The legal wrangling landed in the Supreme Court last year, setting precedents for India's two-year-old bankruptcy law.
Mumbai/New Delhi: It's been a tough year as India's fourth-richest man has struggled to return to his roots.
When Lakshmi Mittal, 68, left India for a vacation through Asia more than four decades ago, he didn't plan to stay in Indonesia and lay the foundation for a steel empire that spans the globe and generated $5 billion in profits last year. Yet that's what he did, even as a string of efforts to establish himself in India's steel market failed - until now.
Mittal's global giant ArcelorMittal is finally nearing the end of a year-long battle to break into India with the $5.9 billion acquisition of Essar Steel India. The Indian steelmaker was put on the block after its lenders approached the court to recover about $7 billion in dues.
The forced sale of the 10 million tonnes a year mill has hit numerous roadblocks, including rules that compelled Mittal to shell out an extra $1 billion to clear the dues of two firms where he held some stake and to reportedly sell his holdings in one of them for 1 rupee a share.
Perhaps the biggest hurdle was posed by Essar Group's Ruia brothers, who lost control of the mill after a regulator pushed it into bankruptcy court. Challenges from Essar Group, rival bidders and some creditors have seen ArcelorMittal make dozens of trips to court since an initial bid in February 2018 - dwarfing its five-month long campaign for Arcelor SA in what was the industry's biggest merger.
"We have acquired lots of companies around the world. For the first time, we have been sued for acquiring a company," Aditya Mittal, Mittal's 43-year-old son and the company's Chief Financial Officer, said in January. "These are unique circumstances."
The legal wrangling landed in the Supreme Court last year, setting precedents for India's two-year-old bankruptcy law.

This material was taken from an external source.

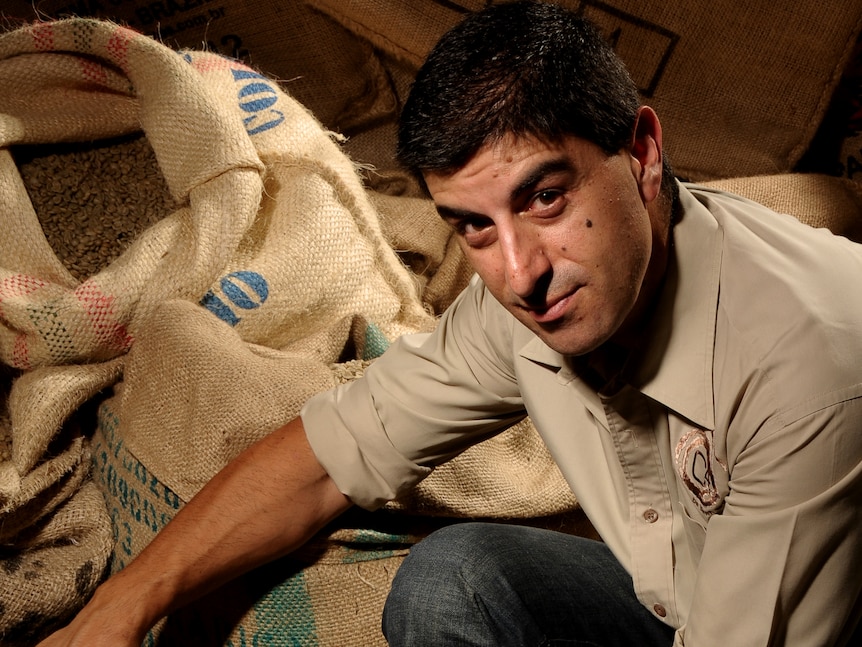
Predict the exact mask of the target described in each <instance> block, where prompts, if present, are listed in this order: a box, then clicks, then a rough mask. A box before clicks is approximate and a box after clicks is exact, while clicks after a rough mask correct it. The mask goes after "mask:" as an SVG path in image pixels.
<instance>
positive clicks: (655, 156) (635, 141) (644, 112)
mask: <svg viewBox="0 0 862 647" xmlns="http://www.w3.org/2000/svg"><path fill="white" fill-rule="evenodd" d="M631 156H632V172H633V173H634V176H635V179H636V180H637V182H638V185H639V187H640V194H641V199H642V200H643V201H644V204H647V203H649V202H652V201H653V200H655V199H656V197H657V196H658V194H659V192H660V190H661V174H662V149H661V124H660V123H659V120H658V116H657V115H656V113H655V111H654V110H653V109H652V108H650V107H649V106H641V107H640V108H638V112H637V116H636V117H635V127H634V134H633V136H632V147H631Z"/></svg>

The drama also sounded a warning to other founders, who till recently were accustomed to an ineffectual court system and to walking away from debts without serious consequences.

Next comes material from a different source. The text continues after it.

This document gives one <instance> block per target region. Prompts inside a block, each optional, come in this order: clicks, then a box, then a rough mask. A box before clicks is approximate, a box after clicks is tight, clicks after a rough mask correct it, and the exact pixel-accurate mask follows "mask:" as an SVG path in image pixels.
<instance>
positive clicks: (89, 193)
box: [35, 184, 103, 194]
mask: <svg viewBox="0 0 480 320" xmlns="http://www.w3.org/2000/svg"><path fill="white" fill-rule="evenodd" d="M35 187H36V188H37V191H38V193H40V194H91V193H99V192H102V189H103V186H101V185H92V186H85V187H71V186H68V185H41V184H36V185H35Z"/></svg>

Lakshmi Mittal was born in a village in Rajasthan, where, he has said, a lack of electricity and water made his early years difficult. Mittal joined his father's steel business early and went on to set up Mittal Steel in 1976 in Indonesia, before spreading out to Trinidad, Mexico and Germany. In 1994 the family business was split. Mittal's initial success overseas helped him decide that his future lay outside India, he has said, and he also wanted to avoid conflicts around expansion plans within the family.